Tandoi F, Romagnoli R, Martini S, Mazza E, Nada E, Cocchis D, Lupo F, Salizzoni M
Liver Transplant Center, General Surgery Unit, S Giovanni Battista Hospital, University of Turin, Turin, Italy.
Transplant Proc. 2012 Sep;44(7):1963-5. doi: 10.1016/j.transproceed.2012.05.064.
Liver transplantation (LT) with grafts from hepatitis B core antibody (HBcAb)-positive donors has been the object of recent studies, suggesting different outcomes depending on the etiology of viral cirrhosis in the recipient.

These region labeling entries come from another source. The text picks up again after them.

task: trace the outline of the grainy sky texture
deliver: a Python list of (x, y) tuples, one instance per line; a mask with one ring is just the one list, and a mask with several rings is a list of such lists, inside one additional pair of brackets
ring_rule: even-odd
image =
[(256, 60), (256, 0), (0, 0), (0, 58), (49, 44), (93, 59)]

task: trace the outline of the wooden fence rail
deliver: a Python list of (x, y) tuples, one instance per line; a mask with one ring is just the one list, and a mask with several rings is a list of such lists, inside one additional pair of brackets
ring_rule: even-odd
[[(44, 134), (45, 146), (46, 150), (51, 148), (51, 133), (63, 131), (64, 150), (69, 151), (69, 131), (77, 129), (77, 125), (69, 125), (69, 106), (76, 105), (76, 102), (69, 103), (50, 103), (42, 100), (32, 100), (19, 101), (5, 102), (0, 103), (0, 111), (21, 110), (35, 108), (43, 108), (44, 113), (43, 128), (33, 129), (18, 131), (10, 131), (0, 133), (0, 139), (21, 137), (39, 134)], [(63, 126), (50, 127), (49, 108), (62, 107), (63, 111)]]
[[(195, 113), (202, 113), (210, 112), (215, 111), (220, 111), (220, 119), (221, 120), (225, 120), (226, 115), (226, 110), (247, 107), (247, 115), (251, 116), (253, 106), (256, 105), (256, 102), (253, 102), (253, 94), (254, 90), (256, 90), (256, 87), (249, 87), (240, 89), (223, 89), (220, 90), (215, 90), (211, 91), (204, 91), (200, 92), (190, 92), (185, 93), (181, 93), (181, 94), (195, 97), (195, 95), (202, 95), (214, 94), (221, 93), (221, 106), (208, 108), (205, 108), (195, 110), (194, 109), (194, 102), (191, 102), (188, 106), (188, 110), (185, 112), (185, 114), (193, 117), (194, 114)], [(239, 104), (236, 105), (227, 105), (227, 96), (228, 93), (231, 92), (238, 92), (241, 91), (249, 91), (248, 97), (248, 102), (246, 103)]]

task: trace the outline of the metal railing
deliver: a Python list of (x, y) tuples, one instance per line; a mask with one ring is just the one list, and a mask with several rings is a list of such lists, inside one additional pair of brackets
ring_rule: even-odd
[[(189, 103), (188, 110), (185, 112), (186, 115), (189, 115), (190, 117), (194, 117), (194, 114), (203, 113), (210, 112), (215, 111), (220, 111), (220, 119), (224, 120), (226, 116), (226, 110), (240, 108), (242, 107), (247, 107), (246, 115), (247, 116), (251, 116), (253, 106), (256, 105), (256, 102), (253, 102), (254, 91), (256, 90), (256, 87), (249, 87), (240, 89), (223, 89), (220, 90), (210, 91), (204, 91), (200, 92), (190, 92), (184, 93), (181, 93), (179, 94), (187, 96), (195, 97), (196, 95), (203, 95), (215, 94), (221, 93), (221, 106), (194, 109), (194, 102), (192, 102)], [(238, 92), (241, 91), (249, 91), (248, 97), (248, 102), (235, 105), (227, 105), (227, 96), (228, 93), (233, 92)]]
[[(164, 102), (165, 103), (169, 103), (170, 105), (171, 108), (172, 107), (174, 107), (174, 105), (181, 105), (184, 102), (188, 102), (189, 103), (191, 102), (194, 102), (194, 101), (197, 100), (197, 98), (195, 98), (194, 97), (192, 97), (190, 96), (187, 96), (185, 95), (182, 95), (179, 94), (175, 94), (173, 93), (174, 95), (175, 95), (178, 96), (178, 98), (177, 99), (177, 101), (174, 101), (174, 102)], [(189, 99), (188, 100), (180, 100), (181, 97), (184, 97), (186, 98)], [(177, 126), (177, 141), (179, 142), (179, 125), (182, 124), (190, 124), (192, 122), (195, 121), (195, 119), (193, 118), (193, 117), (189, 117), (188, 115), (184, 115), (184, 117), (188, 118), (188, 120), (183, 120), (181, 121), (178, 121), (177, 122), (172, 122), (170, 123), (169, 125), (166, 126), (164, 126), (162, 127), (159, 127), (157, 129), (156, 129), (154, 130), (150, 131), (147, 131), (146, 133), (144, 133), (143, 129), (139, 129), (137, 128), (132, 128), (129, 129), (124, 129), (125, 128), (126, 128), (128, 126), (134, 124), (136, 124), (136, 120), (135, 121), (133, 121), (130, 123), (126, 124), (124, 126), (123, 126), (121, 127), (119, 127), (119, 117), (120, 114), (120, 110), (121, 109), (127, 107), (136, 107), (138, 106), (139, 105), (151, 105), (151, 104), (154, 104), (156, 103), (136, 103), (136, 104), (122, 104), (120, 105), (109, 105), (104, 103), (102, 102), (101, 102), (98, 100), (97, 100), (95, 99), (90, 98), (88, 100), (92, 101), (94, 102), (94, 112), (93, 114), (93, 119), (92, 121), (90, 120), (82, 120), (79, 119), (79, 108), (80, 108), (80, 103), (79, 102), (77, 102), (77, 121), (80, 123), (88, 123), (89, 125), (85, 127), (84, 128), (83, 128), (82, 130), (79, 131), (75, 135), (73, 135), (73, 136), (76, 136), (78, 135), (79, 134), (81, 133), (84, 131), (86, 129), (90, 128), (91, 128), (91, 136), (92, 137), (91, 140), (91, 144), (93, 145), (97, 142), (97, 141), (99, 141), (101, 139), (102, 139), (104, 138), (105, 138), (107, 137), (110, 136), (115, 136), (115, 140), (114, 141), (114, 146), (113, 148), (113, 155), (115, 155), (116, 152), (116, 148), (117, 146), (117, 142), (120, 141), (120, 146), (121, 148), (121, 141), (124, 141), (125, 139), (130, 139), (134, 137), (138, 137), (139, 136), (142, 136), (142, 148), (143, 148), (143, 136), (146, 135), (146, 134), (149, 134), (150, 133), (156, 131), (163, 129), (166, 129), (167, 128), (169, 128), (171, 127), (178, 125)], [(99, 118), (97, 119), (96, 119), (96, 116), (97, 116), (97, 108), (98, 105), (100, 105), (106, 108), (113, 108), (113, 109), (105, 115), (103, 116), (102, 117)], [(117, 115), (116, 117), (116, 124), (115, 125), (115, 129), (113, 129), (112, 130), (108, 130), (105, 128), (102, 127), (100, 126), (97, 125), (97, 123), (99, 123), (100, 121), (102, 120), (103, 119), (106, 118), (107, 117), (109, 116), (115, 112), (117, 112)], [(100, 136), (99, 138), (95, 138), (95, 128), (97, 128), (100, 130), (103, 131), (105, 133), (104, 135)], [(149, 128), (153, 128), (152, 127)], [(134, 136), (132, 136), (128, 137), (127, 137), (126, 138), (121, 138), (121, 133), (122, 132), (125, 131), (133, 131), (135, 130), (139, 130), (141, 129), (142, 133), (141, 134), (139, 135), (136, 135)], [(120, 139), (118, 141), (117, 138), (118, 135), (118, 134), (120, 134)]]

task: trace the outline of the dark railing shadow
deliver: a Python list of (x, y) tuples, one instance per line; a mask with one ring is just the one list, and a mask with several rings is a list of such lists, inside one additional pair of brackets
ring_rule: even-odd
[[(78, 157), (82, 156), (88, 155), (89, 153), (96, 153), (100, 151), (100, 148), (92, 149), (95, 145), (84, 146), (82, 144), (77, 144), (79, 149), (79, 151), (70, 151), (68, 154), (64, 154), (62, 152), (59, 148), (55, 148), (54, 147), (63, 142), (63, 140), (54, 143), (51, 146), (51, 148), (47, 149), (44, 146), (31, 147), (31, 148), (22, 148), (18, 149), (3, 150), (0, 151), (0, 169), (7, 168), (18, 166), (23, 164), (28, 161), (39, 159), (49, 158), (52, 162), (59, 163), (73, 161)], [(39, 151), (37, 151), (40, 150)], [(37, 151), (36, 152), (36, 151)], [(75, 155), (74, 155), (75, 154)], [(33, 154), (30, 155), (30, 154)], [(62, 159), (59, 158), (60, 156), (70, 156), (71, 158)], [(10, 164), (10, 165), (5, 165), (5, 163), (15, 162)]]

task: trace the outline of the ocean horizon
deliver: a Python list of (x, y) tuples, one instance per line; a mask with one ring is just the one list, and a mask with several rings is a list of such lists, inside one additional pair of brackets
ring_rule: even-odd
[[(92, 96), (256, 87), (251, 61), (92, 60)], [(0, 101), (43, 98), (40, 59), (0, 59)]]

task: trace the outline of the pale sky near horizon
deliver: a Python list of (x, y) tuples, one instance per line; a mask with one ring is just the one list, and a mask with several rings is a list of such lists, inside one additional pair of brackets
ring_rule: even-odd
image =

From November 2002 to December 2009, we transplanted 124 livers from hepatitis B surface antigen (HBsAg)-negative HBcAb-positive deceased heart-beating donors to adult recipients with viral cirrhosis, classified as: HBsAg positive (group 1; n = 63); hepatitis C virus (HCV) RNA positive (group 2; n = 52); and simultaneously HBsAg and HCV-RNA positive (group 3; n = 9). Immunosuppression included a calcineurin inhibitor, mycophenolate, and steroids (tapered to suspension in 6 months). In all groups, anti-HBV prophylaxis was performed with anti-HBs immunoglobulins and nucleos(t)idic analogues.
The groups were similar regarding donor, recipient, donor-recipient match, transplant procedure, variables, and treatment of acute rejection, except for younger recipient age in group 1 (P = .009), lower recipient body mass index in group 3 (P = .03), and longer cold ischemia time in group 2 (P = .003). Median follow-up for surviving grafts was 63 (range, 16-102) months. No case of recurrent or de novo hepatitis B occurred. The prevalence of histologically proven recurrent HCV hepatitis was similar in groups 2 and 3 (65% vs 78%). Graft survival at 5 years was 86% in group 1, 35% in group 2, and 31% in group 3 (P < .0001 for group 1 vs 2; P < .01 for group 1 vs 3). On multivariate analysis, independent predictors of worse graft survival were HCV infection in the recipient (HR 8.08, 95% CI 3.36-17.97; P < .0001) and MELD at LT ≥25 (HR 3.72, 95% CI 1.12-12.37; P = .032).
The presence of HCV infection in the recipient is the factor which most negatively influenced the outcome of LT using grafts from HBcAb-positive donors. Allocation of such grafts should consider the type of viral cirrhosis among LT candidates.
采用来自乙肝核心抗体(HBcAb)阳性供体的移植物进行肝移植(LT)是近期研究的对象,研究表明,根据受体病毒性肝硬化的病因不同,结果也有所不同。
从2002年11月至2009年12月,我们将124个来自乙肝表面抗原(HBsAg)阴性、HBcAb阳性的脑死亡心跳供体的肝脏移植给患有病毒性肝硬化的成年受体,这些受体分为:HBsAg阳性(第1组;n = 63);丙型肝炎病毒(HCV)RNA阳性(第2组;n = 52);以及HBsAg和HCV - RNA同时阳性(第3组;n = 9)。免疫抑制方案包括一种钙调神经磷酸酶抑制剂、霉酚酸酯和类固醇(6个月内逐渐减量至停用)。在所有组中,均采用抗HBs免疫球蛋白和核苷(酸)类似物进行抗HBV预防。
除第1组受体年龄较小(P = 0.009)、第3组受体体重指数较低(P = 0.03)以及第2组冷缺血时间较长(P = 0.003)外,各组在供体、受体、供受体匹配、移植手术、变量以及急性排斥反应的治疗方面相似。存活移植物的中位随访时间为63(范围16 - 102)个月。未发生复发性或新发乙型肝炎病例。组织学证实的复发性丙型肝炎肝炎在第2组和第3组中的患病率相似(65%对78%)。第1组5年移植物存活率为86%,第2组为35%,第3组为31%(第1组与第2组相比,P < 0.0001;第1组与第3组相比,P < 0.01)。多因素分析显示,移植物存活率较差的独立预测因素为受体HCV感染(HR 8.08,95%CI 3.36 - 17.97;P < 0.0001)以及肝移植时终末期肝病模型(MELD)评分≥25(HR 3.72,95%CI 1.12 - 12.37;P = 0.032)。
受体中存在HCV感染是对使用HBcAb阳性供体移植物进行肝移植的结果产生最不利影响的因素。此类移植物的分配应考虑肝移植候选者中病毒性肝硬化的类型。